De twee eigenwijze muzikanten Lander & Adriaan vinden zichzelf nu regelmatig terug tussen een massa dansende mensen. Ze staan met hun apparatuur (die bewust zo min mogelijk analoog is!) tussen het publiek, wat voor de energie fantastisch werkt. Toch zijn ze nog steeds een beetje te eigenwijs voor het echte dance publiek. ‘Zeker als we laat geprogrammeerd staan zien mensen ons als een of andere weirde dj-act, maar het is echt een totaal andere live-ervaring. Wij zijn allebei best wispelturig in ons spelen, af en toe is het start-stop, anders dan de lange spanningsbogen die dj’s bouwen. Ik vind dat wel een beetje - nou ja ik wilde zeggen onze zwakke plek, maar dat is het niet. We kunnen het wel, we hebben laatst voor een modeshow van Dries van Noten iets gemaakt dat twintig minuten voort bouwt, waarin we onze energie sparen. Zo’n modeshow vond ik wel een leuke gelegenheid om ons eens in het gelid te steken.’

Dus ja, het kan ook anders, het kan dieper, geduldiger of meer gefocust, maar de kracht van Lander & Adriaan ligt juist ook in het onstuimige.

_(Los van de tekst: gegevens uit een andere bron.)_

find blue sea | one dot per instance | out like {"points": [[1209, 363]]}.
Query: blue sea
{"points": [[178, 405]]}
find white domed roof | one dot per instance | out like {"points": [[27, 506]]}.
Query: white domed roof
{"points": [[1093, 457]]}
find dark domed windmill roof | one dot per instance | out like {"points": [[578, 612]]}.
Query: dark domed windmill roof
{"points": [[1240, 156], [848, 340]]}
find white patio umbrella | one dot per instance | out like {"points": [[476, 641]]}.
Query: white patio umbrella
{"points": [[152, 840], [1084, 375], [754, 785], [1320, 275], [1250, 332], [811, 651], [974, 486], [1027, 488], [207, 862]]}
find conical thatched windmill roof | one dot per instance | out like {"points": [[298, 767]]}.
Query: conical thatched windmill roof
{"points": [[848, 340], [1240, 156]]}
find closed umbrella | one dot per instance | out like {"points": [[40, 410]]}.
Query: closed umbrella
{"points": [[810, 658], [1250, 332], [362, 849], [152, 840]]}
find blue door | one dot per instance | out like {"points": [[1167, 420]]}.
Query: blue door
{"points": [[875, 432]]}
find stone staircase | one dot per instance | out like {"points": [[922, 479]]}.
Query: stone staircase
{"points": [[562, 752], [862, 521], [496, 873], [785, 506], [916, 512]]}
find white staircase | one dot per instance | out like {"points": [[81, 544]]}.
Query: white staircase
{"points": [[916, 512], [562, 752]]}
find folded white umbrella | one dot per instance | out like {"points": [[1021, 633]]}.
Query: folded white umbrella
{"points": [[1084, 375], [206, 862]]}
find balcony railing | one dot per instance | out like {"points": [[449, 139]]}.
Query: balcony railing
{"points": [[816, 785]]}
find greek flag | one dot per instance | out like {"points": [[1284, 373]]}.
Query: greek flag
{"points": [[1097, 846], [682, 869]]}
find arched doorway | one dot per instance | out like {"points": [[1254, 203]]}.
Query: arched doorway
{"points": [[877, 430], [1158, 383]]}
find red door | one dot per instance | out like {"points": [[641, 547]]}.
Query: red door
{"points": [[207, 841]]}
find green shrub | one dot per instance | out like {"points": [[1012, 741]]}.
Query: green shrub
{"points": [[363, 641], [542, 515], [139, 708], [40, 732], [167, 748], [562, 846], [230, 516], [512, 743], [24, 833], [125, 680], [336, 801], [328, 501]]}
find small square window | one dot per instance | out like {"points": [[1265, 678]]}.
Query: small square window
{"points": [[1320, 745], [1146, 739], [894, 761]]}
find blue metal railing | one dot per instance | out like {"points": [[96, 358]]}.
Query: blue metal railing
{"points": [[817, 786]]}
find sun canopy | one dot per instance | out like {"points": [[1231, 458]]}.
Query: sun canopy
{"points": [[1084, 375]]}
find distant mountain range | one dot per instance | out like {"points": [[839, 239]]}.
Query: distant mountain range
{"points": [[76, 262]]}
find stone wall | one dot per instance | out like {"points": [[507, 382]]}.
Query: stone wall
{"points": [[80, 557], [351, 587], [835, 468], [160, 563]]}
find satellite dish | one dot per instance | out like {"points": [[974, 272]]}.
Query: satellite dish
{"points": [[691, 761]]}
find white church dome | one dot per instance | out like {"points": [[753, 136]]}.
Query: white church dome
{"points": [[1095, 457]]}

En op zijn best zijn Lander & Adriaan toch als ze met hun muziek smijten. ‘Onze meest euforische track is er een die nog niet uit is, we noemen hem ‘Saurus’, een soort jungle-track met twee samples die als we naar de strofe gaan verandert in een house-achtig ding. Een mash-up aan referenties, maar dat werkt wel goed! Mensen kennen het nog niet, maar kennelijk heeft die productie alles wat nodig is.’

Lander & Adriaan spelen na Ino The Great Wide Open ook op ADE in het Bimhuis.